The frequency of the Lupron really depends on the birds response to it, with my hen, since her prolapse at the beginning of June, she has had 4 injections, I have not noticed any adverse side effects. I think the standard protocol when starting Lupron is 3 injections 2 weeks apart. I have tried all the standard things to try to curb the hormones before resorting to the Lupron, decreasing daylight hours, rearranging the cage, moving the cage, etc. nothing worked. Since her prolapse I have had to move her away from the other birds into a different part of the house, she has another female with her so she is not alone but no males allowed even if they are not sharing a cage.


----------



## justmoira

I had my hen Lemon on the implant. It worked great for about 14 months, then she had to have a new one put in, which she ripped out.


----------



## Blingy

Cody said:


> The frequency of the Lupron really depends on the birds response to it, with my hen, since her prolapse at the beginning of June, she has had 4 injections, I have not noticed any adverse side effects. I think the standard protocol when starting Lupron is 3 injections 2 weeks apart. I have tried all the standard things to try to curb the hormones before resorting to the Lupron, decreasing daylight hours, rearranging the cage, moving the cage, etc. nothing worked. Since her prolapse I have had to move her away from the other birds into a different part of the house, she has another female with her so she is not alone but no males allowed even if they are not sharing a cage.

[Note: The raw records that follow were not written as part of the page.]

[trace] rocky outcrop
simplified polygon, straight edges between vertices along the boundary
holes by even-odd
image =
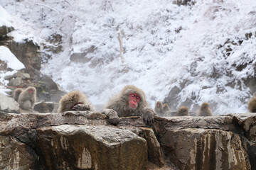
[[[146,140],[129,130],[63,125],[36,131],[41,160],[48,169],[146,169]]]
[[[256,169],[256,113],[156,116],[151,128],[139,117],[118,126],[105,118],[90,111],[1,114],[1,168]]]
[[[10,40],[8,47],[12,53],[25,65],[25,71],[32,77],[40,76],[41,57],[40,47],[34,41],[28,39],[23,42]]]
[[[14,98],[0,93],[0,110],[4,112],[19,113],[19,104]]]

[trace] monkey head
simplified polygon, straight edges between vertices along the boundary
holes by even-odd
[[[130,93],[129,94],[129,107],[137,108],[140,99],[141,97],[139,95]]]
[[[126,86],[118,98],[118,101],[125,101],[126,108],[132,110],[144,108],[147,105],[143,91],[132,85]]]
[[[31,89],[28,89],[28,91],[29,91],[29,94],[30,94],[31,95],[32,95],[33,93],[33,90]]]
[[[206,109],[209,109],[209,110],[212,110],[211,109],[211,108],[210,107],[210,105],[209,105],[209,103],[203,103],[203,104],[202,104],[202,106],[201,106],[201,109],[202,110],[206,110]]]

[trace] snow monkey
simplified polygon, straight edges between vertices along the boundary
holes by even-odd
[[[23,91],[18,98],[20,108],[25,110],[31,110],[35,106],[36,100],[36,89],[33,86],[28,86]]]
[[[197,116],[210,116],[213,115],[211,108],[208,103],[203,103],[197,113]]]
[[[91,110],[95,109],[90,103],[85,95],[80,91],[70,91],[60,100],[60,106],[58,112],[72,111],[72,110]]]
[[[156,114],[147,103],[143,91],[132,85],[124,86],[121,92],[110,98],[102,113],[108,117],[112,125],[119,123],[119,117],[139,115],[149,125],[153,124]]]
[[[161,101],[156,101],[154,111],[160,115],[164,115],[163,103]]]
[[[248,101],[249,112],[256,113],[256,94]]]
[[[178,108],[175,114],[175,116],[186,116],[189,115],[188,108],[186,106],[181,106]]]
[[[16,101],[18,101],[18,96],[21,94],[21,93],[23,91],[23,89],[21,88],[16,89],[14,91],[13,98]]]

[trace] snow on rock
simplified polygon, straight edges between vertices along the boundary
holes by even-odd
[[[8,26],[10,27],[12,26],[11,23],[11,18],[10,15],[6,12],[6,11],[0,5],[0,27],[1,26]]]
[[[24,64],[5,46],[0,46],[0,60],[6,62],[7,67],[14,70],[24,69]]]

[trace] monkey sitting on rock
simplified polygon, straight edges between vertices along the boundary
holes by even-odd
[[[164,110],[163,110],[163,103],[161,101],[156,101],[154,111],[159,115],[164,115]]]
[[[19,107],[24,110],[33,110],[36,100],[36,89],[33,86],[28,86],[23,91],[17,89],[14,91],[14,99],[18,98]]]
[[[16,101],[18,101],[18,96],[23,90],[21,88],[16,89],[14,91],[13,98]]]
[[[109,100],[102,110],[112,125],[117,125],[119,117],[142,116],[147,125],[152,125],[156,113],[149,107],[143,91],[134,86],[128,85],[118,94]]]
[[[203,103],[197,113],[197,116],[211,116],[213,115],[211,108],[209,103]]]
[[[186,116],[189,115],[188,108],[186,106],[181,106],[178,108],[175,114],[175,116]]]
[[[88,101],[87,96],[80,91],[70,91],[60,100],[60,106],[58,112],[75,110],[91,110],[95,111],[95,107]]]

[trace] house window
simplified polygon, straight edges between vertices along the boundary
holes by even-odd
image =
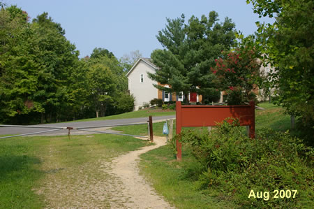
[[[169,99],[169,93],[168,92],[165,92],[165,98]]]
[[[144,82],[144,74],[141,74],[141,82]]]
[[[165,94],[165,96],[164,96],[163,101],[170,101],[170,97],[169,97],[170,94],[167,92],[164,92],[164,94]]]
[[[178,101],[183,101],[183,92],[179,92],[178,94]]]

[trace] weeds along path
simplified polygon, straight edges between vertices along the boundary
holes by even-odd
[[[165,145],[164,137],[154,136],[155,145],[128,152],[114,159],[111,164],[110,173],[119,179],[112,186],[115,187],[114,202],[123,202],[125,208],[172,208],[139,174],[137,166],[140,155]],[[115,207],[117,206],[117,207]],[[112,208],[121,208],[121,205]]]

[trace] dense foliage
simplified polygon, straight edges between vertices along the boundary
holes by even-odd
[[[157,39],[163,50],[156,50],[151,55],[153,62],[159,68],[150,77],[160,85],[156,87],[188,98],[190,92],[203,95],[214,90],[214,75],[210,67],[221,51],[227,50],[235,39],[234,24],[226,17],[218,22],[218,14],[210,12],[200,19],[192,16],[186,23],[181,17],[167,19],[166,28],[160,31]],[[170,89],[163,85],[170,85]]]
[[[288,133],[264,129],[256,136],[248,138],[237,120],[230,124],[226,120],[210,134],[184,131],[176,139],[189,147],[201,165],[201,168],[193,168],[194,172],[198,170],[199,189],[214,187],[221,196],[246,208],[311,207],[313,148]],[[248,198],[252,189],[255,195],[269,192],[269,199]],[[295,198],[276,199],[276,189],[297,193]]]
[[[257,22],[258,45],[276,68],[274,87],[277,103],[311,130],[314,124],[313,1],[247,0],[260,17],[275,17],[274,24]],[[257,47],[259,47],[257,45]]]
[[[244,46],[223,52],[223,58],[215,59],[211,71],[217,75],[217,88],[227,92],[228,105],[241,105],[255,99],[253,90],[262,82],[257,56],[253,48]]]
[[[0,123],[31,124],[133,110],[127,80],[112,52],[80,59],[47,13],[29,22],[17,6],[0,10]]]

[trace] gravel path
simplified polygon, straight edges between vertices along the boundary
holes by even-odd
[[[140,155],[164,145],[165,138],[154,136],[154,143],[113,159],[108,151],[90,147],[86,154],[95,160],[68,167],[59,161],[62,150],[51,144],[41,159],[47,175],[33,190],[46,208],[174,208],[139,174]]]
[[[121,203],[125,208],[174,208],[139,175],[140,155],[165,145],[165,138],[154,136],[154,143],[155,145],[128,152],[112,161],[110,173],[119,179],[119,182],[113,185],[117,187],[113,199],[119,204],[112,204],[112,208],[121,208]]]

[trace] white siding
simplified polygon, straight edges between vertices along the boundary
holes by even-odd
[[[135,98],[135,110],[137,110],[140,106],[142,106],[144,103],[149,103],[151,99],[158,97],[157,89],[153,86],[153,84],[157,82],[149,79],[147,72],[154,73],[155,70],[140,60],[128,76],[130,94]],[[141,82],[141,74],[144,75],[143,82]]]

So it works out to roughly a jab a month. That’s a lot. It wouldn’t be so bad except JoJo gets very stressed out when I have to take her to the vet. Last time I was scared I was going to lose her. I know the Lupron is less invasive and risky than the implant but the implant is less frequent (I believe it lasts about 3 months). She’d also need gas anaesthetic for the implant. I just don’t know what to do! I can’t put her in a separate room because I don’t have one. She is in a cage on her own but it’s on the opposite of the room to the boys. 


Sent from my iPhone using Tapatalk


----------



## Blingy

justmoira said:


> I had my hen Lemon on the implant. It worked great for about 14 months, then she had to have a new one put in, which she ripped out.

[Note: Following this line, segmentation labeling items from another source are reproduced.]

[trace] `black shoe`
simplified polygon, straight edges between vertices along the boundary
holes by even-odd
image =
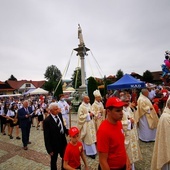
[[[95,159],[96,158],[96,155],[87,155],[88,157],[92,158],[92,159]]]
[[[12,135],[9,136],[10,139],[13,139]]]

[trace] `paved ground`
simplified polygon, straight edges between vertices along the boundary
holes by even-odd
[[[71,116],[72,125],[76,123],[76,115]],[[0,135],[0,170],[49,170],[50,157],[46,153],[43,140],[43,131],[31,128],[28,150],[22,149],[21,140],[9,139],[6,135]],[[153,143],[140,142],[143,160],[135,164],[136,170],[149,170],[153,150]],[[98,156],[95,160],[88,158],[90,170],[96,170],[98,166]],[[60,169],[60,158],[57,166]]]

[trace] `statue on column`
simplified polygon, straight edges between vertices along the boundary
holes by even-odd
[[[84,40],[83,40],[83,34],[82,34],[82,29],[80,27],[80,24],[78,24],[78,39],[79,39],[79,42],[80,42],[79,46],[85,45],[84,44]]]

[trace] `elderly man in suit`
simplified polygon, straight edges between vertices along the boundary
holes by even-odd
[[[50,115],[44,120],[44,141],[48,154],[51,156],[51,170],[57,170],[58,154],[62,158],[67,145],[66,134],[68,130],[64,126],[61,110],[56,102],[53,102],[48,107]]]
[[[31,142],[29,141],[29,136],[33,110],[31,107],[28,106],[28,104],[28,100],[25,100],[23,102],[23,107],[18,110],[19,126],[22,132],[22,143],[24,150],[28,150],[27,145],[31,144]]]

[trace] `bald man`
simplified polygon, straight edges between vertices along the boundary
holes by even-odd
[[[149,91],[142,89],[137,100],[136,121],[138,122],[139,139],[144,142],[155,141],[158,116],[148,98]]]

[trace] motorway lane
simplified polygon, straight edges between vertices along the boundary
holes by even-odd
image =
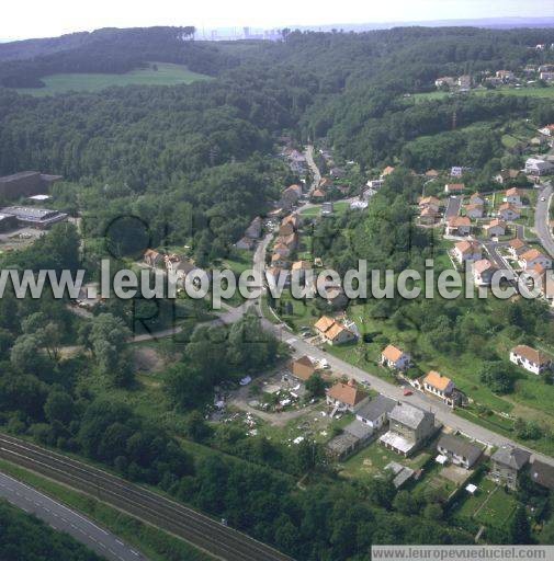
[[[0,473],[0,496],[26,513],[34,514],[55,530],[66,531],[110,561],[146,560],[146,557],[113,534],[4,473]]]
[[[541,245],[554,257],[554,238],[550,229],[549,209],[552,201],[552,185],[549,183],[536,194],[536,208],[534,213],[534,229]],[[541,201],[544,198],[545,201]]]
[[[84,491],[228,561],[291,561],[256,539],[152,491],[39,446],[0,434],[0,457]]]

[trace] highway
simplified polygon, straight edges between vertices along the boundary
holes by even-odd
[[[534,213],[534,229],[541,241],[541,245],[554,257],[554,238],[550,229],[550,205],[552,202],[552,185],[545,186],[538,193],[536,208]],[[544,198],[544,201],[542,201]]]
[[[113,534],[35,489],[0,473],[0,496],[52,528],[65,531],[110,561],[145,561],[146,558]]]
[[[275,549],[101,469],[0,434],[0,457],[173,534],[225,561],[291,561]],[[125,558],[124,558],[125,559]]]

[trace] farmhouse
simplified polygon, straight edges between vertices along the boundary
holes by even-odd
[[[470,469],[483,454],[483,449],[475,444],[452,434],[443,434],[440,437],[437,450],[455,466],[465,469]]]
[[[517,345],[510,351],[510,363],[540,375],[552,368],[552,358],[528,345]]]
[[[504,445],[490,456],[490,477],[499,484],[517,489],[518,477],[529,462],[531,454],[515,446]]]
[[[395,370],[405,370],[410,364],[410,355],[394,345],[388,345],[381,353],[381,364]]]
[[[388,414],[395,407],[394,399],[378,394],[358,410],[355,419],[378,431],[386,423]]]
[[[436,431],[434,413],[409,403],[397,403],[388,413],[389,428],[378,442],[397,454],[408,456]]]

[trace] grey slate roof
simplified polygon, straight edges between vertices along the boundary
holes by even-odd
[[[410,428],[417,428],[426,416],[434,415],[429,411],[417,408],[409,403],[402,403],[395,405],[395,408],[388,414],[388,419],[402,423],[403,425],[409,426]]]
[[[530,457],[531,454],[521,448],[504,445],[490,456],[490,459],[519,471],[529,461]]]
[[[444,448],[456,456],[462,456],[466,458],[470,463],[476,461],[483,453],[483,450],[475,444],[452,434],[443,434],[440,437],[437,447]]]
[[[396,401],[394,399],[380,394],[360,408],[357,412],[357,415],[368,421],[374,422],[381,415],[383,415],[383,413],[391,413],[395,405]]]
[[[531,480],[554,491],[554,467],[550,463],[534,460],[531,463]]]

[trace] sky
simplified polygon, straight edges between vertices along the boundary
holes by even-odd
[[[552,0],[2,0],[0,39],[99,27],[251,26],[554,16]]]

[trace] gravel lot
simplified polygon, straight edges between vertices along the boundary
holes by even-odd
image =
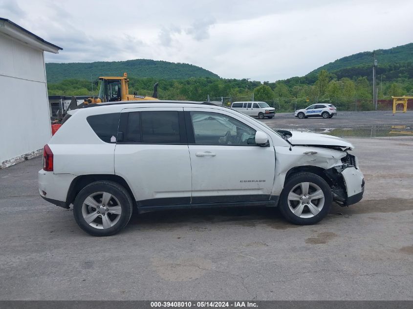
[[[410,125],[413,113],[264,122]],[[38,195],[41,158],[0,170],[0,300],[413,300],[413,137],[349,140],[365,197],[312,226],[270,208],[169,211],[95,238]]]

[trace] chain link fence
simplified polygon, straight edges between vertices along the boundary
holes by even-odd
[[[225,106],[230,106],[234,102],[245,101],[264,102],[275,109],[276,113],[293,112],[297,109],[305,108],[317,103],[328,103],[334,104],[339,111],[363,111],[374,110],[372,100],[357,97],[337,97],[329,100],[310,100],[307,98],[273,98],[265,100],[254,100],[252,95],[242,97],[209,97],[209,101],[222,104]],[[378,110],[392,110],[393,101],[389,100],[377,100]],[[413,110],[413,100],[409,100],[407,109]],[[397,110],[401,110],[401,105],[397,106]]]

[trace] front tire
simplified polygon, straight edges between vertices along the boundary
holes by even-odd
[[[99,181],[85,186],[73,203],[79,227],[94,236],[107,236],[122,229],[130,219],[133,203],[128,191],[112,181]]]
[[[315,174],[301,172],[291,176],[280,197],[280,210],[291,223],[309,225],[320,222],[333,203],[331,189]]]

I remember Lemon and her pulling out her implant and I actually asked the vet what the chances are that JoJo might do that. He said it’s unlikely, but not unheard of. 14 months is a great length of time, correct? Were you told it’d only last about 3 months?


Sent from my iPhone using Tapatalk


----------



## FaeryBee

*Hi, Blingy!

I've missed you!

I'm sorry to hear your female is having chronic egg laying issues. 😢

Cody and Moira have given you good advice.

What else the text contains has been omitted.